Usefulness of the CHADS2 Score for Determining Risk of Seizure in Patients With Atrial Fibrillation




Atrial fibrillation (AF) secondary to seizure has been described in case reports, but the association between AF and risk of seizure has never been evaluated in longitudinal studies. The objectives of this study were to investigate the role of AF on the risk of development of seizure and the usefulness of CHADS 2 score for predicting the risk of seizure. Our analyses were conducted using information from a random sample of 1 million subjects enrolled in Taiwan National Health Insurance Research Database. A total of 11,552 subjects aged ≥18 years, comprising 5,776 subjects diagnosed with AF during the study period and 5,776 age and sex-matched subjects without AF were enrolled in our study. During the mean follow-up of 6.7 ± 3.3 years, seizure events occurred in 235 patients. In comparison, the AF group had a higher incidence rate of seizure occurrence (4.17 vs 1.90 per 1,000 person-years). Cox proportional hazard regression model analysis showed that development of AF was independently associated with a higher risk of developing future seizure (adjusted HR 2.30; 95% confidence interval 1.73 to 3.05). In multivariate Cox regression analysis adjusted for potentially confounding variables, a higher CHADS 2 score was associated with a higher risk of seizure in a dose-dependent manner. AF may cause an ischemic stroke that subsequently leads to seizure, and present study further demonstrates that AF patients are associated with higher rate of subsequent seizure, even after adjusting for stroke. The CHADS 2 score was found to be a useful scheme for predicting the risk of seizure occurrence.

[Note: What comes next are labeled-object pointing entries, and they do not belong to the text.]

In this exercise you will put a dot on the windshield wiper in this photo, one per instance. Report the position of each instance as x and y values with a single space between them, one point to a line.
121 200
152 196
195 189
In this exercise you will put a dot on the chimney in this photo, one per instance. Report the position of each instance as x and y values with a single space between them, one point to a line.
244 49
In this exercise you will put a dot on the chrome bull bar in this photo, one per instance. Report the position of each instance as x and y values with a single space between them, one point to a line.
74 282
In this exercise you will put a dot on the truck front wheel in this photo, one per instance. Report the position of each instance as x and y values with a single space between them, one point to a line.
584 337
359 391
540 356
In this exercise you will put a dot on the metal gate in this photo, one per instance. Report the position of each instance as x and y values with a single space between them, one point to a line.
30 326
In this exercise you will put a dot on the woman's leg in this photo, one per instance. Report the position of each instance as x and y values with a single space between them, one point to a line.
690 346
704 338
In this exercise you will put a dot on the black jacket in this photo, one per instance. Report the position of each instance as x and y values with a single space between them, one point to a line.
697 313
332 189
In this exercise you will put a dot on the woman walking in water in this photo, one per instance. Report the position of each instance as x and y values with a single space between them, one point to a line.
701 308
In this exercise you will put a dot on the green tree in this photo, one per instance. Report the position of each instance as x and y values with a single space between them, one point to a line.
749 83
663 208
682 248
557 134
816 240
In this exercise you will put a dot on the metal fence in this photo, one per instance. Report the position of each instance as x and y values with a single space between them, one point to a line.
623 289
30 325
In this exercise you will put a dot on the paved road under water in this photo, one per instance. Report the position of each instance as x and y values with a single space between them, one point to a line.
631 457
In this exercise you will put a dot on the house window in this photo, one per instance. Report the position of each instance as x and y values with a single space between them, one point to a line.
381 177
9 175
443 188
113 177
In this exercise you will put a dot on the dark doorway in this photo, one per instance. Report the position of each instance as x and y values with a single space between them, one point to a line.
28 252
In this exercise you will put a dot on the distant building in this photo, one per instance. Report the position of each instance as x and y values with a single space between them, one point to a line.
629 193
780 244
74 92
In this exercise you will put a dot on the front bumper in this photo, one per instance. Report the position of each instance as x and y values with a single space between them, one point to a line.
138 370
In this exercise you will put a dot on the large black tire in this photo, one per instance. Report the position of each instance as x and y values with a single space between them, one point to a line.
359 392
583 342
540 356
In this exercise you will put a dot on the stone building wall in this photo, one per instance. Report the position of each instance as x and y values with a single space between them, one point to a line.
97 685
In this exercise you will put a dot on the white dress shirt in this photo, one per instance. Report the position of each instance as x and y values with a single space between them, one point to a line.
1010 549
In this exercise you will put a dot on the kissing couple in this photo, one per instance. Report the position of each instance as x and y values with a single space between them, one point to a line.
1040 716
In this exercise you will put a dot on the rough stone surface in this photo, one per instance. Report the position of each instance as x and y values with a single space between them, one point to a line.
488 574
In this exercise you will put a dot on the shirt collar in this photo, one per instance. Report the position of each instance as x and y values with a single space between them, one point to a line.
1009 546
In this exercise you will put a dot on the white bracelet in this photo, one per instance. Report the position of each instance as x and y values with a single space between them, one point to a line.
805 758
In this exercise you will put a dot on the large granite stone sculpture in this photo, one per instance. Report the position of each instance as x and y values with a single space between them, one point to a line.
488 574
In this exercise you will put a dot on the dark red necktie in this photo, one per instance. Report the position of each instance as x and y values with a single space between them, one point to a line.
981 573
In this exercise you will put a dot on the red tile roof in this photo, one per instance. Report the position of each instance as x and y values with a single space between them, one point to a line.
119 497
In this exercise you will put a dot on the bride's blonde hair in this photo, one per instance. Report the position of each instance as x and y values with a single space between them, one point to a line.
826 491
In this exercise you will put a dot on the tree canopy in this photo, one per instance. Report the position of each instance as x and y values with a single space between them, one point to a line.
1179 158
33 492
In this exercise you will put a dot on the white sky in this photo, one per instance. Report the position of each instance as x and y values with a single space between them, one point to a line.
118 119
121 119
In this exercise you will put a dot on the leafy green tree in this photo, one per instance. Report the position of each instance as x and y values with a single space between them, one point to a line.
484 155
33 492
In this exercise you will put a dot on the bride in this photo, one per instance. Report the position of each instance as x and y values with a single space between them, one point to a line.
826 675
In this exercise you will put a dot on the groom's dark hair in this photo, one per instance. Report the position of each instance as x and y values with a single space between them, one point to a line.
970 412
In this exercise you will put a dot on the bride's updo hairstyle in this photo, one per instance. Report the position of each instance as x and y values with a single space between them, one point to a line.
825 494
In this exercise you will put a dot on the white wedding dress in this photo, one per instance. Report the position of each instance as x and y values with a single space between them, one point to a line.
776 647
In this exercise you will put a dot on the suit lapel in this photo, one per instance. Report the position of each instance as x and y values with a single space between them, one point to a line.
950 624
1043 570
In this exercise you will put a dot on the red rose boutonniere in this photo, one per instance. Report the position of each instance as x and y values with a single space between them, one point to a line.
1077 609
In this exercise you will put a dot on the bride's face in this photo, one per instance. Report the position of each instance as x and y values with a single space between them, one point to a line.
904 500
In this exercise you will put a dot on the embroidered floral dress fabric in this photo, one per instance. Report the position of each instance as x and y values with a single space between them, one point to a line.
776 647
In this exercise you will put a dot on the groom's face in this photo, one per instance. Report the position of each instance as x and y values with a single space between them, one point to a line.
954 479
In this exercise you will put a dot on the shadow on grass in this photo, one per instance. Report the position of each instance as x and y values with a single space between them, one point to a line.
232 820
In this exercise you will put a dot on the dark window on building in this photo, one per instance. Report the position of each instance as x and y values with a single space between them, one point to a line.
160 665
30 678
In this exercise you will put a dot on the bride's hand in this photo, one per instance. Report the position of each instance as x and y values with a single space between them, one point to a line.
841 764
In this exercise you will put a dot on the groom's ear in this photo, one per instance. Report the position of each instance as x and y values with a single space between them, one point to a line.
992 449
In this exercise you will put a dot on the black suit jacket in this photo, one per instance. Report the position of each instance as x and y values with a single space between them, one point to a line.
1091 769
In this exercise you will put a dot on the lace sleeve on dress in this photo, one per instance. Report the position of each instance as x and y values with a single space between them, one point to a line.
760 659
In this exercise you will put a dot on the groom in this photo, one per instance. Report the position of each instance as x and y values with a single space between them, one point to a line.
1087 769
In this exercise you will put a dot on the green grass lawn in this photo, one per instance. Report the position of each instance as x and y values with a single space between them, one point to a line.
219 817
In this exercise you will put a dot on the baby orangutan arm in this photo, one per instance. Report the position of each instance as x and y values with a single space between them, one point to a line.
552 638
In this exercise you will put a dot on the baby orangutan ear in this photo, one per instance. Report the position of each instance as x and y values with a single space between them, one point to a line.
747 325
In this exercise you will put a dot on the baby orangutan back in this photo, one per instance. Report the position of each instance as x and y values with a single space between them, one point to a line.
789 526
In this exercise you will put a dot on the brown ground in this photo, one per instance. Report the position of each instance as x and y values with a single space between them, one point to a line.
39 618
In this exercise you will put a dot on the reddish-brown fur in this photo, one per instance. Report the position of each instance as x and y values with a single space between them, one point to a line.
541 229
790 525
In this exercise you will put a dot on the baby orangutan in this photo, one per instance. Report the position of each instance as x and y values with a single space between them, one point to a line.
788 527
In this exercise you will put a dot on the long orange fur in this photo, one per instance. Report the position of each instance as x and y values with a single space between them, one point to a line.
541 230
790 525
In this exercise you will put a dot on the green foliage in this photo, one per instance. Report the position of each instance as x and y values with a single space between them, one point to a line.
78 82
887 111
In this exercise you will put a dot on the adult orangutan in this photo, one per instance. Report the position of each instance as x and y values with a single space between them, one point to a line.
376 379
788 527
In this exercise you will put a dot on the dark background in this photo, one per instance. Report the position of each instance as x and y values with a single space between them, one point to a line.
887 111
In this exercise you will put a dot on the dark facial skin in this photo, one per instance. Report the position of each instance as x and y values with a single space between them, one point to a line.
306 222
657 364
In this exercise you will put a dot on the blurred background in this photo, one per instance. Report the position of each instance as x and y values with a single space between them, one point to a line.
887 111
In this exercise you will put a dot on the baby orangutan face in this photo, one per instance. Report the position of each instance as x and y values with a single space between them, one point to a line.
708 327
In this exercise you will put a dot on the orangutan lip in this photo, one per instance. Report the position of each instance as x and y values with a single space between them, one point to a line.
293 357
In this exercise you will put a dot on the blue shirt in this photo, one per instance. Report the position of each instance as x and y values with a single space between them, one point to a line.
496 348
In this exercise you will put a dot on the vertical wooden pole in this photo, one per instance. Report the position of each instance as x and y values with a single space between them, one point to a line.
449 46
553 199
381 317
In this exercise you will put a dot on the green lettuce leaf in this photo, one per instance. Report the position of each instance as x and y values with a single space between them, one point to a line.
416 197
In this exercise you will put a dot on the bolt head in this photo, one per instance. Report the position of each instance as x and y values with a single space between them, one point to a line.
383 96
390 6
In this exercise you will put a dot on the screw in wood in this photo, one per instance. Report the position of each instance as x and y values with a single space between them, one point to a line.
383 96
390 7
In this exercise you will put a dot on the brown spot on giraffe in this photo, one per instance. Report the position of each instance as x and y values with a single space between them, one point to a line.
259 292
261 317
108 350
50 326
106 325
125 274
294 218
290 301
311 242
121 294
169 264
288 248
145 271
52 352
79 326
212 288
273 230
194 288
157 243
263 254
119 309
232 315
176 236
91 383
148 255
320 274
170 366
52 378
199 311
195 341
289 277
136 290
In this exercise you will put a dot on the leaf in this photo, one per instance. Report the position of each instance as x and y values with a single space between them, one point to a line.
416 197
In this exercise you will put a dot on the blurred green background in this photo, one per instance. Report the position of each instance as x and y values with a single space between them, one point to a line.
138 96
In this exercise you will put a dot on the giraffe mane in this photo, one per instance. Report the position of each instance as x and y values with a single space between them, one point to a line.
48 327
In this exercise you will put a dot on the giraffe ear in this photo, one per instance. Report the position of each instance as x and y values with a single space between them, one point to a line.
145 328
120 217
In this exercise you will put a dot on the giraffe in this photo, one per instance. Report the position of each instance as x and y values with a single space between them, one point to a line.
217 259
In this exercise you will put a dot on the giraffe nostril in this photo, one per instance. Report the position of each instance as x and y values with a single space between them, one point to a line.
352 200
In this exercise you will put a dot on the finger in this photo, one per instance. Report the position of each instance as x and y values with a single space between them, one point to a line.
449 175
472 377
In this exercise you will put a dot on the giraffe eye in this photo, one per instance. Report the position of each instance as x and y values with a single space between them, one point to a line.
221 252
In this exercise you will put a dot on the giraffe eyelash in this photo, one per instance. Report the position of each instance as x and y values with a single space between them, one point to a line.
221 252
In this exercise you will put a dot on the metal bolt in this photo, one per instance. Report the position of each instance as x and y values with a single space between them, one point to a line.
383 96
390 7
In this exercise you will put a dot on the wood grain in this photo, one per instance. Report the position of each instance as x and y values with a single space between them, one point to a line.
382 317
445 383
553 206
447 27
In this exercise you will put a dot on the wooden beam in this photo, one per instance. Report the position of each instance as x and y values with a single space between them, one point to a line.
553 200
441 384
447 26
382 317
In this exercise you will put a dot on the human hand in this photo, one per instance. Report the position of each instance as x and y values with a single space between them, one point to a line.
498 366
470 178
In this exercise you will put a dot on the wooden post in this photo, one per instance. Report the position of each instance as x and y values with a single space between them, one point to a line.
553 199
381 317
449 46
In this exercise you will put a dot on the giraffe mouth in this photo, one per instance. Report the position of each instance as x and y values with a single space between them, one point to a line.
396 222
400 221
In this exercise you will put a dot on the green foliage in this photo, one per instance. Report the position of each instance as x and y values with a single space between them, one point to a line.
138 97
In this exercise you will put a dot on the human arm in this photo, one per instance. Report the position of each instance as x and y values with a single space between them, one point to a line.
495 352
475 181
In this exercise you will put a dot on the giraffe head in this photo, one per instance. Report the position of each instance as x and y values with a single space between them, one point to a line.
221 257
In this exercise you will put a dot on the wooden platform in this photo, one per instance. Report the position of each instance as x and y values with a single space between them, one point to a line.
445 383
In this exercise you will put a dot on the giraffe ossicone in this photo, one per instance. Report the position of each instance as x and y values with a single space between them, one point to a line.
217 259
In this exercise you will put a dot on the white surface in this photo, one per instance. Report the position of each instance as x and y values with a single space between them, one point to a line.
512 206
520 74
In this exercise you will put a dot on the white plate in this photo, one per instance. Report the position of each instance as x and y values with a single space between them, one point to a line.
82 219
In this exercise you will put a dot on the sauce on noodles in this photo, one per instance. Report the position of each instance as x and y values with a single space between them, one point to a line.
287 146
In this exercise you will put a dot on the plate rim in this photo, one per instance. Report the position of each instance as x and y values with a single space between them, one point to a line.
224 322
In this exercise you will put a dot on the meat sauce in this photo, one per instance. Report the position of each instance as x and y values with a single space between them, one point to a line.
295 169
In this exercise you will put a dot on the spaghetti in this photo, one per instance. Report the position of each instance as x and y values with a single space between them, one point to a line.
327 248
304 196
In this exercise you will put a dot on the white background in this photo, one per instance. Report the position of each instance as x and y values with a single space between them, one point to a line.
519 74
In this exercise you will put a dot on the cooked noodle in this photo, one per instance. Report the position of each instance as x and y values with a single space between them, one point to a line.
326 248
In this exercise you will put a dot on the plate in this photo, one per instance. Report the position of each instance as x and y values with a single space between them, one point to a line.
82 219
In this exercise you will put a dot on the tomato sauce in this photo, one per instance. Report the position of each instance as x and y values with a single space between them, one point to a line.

In addition to stroke, recent evidence has shown that atrial fibrillation (AF) is associated with an increased risk of cognitive impairment and development of dementia, which is probably because of reduced cardiac output and cerebral blood flow resulting from irregular heartbeat and lack of atrial contractions. Moreover, the relation between AF and other neurologic complications, such as seizure disorders, has also been reported in the literature, and AF secondary to prolonged epileptic seizures has been described in previous case reports. It has been postulated that an increase in sympathetic tone and release of catecholamines contributes to the development of AF following generalized tonic-clonic seizures. However, no previous studies to date have looked for a relation in the other direction, that is, examining the influence of AF on seizure incidence in a longitudinal manner. The aim of the present study was to investigate whether AF is associated with a higher risk of new-onset seizure using a nationwide, population-based, longitudinal cohort database in Taiwan. We also incorporated the CHADS 2 score to test the hypothesis that this stroke prediction scoring system could also be useful in predicting the risk of seizure occurrence.


Method


This study used data from the National Health Insurance Research Database (NHIRD) released by the Taiwan National Health Research Institutes (NHRI). The Taiwan NHRI program, established in 1995, has enrolled nearly all (99%) the inhabitants of Taiwan. This cohort data set comprises 1,000,000 randomly sampled beneficiaries enrolled in the NHI program during 2000 and is a collection of all available records on these subjects for the years 1996 to 2011. Each patient’s original identification number is encrypted to protect individual privacy in a consistent manner, allowing the linkage of claims belonging to a particular patient within the database. Diseases are coded according to the International Classification of Disease , Ninth Revision, Clinical Modification ( ICD-9-CM ) diagnosis codes, 2001 edition. The accuracy of diagnoses in the NHIRD has been validated previously, and numerous high-quality scientific research reports have been published using data from NHIRD.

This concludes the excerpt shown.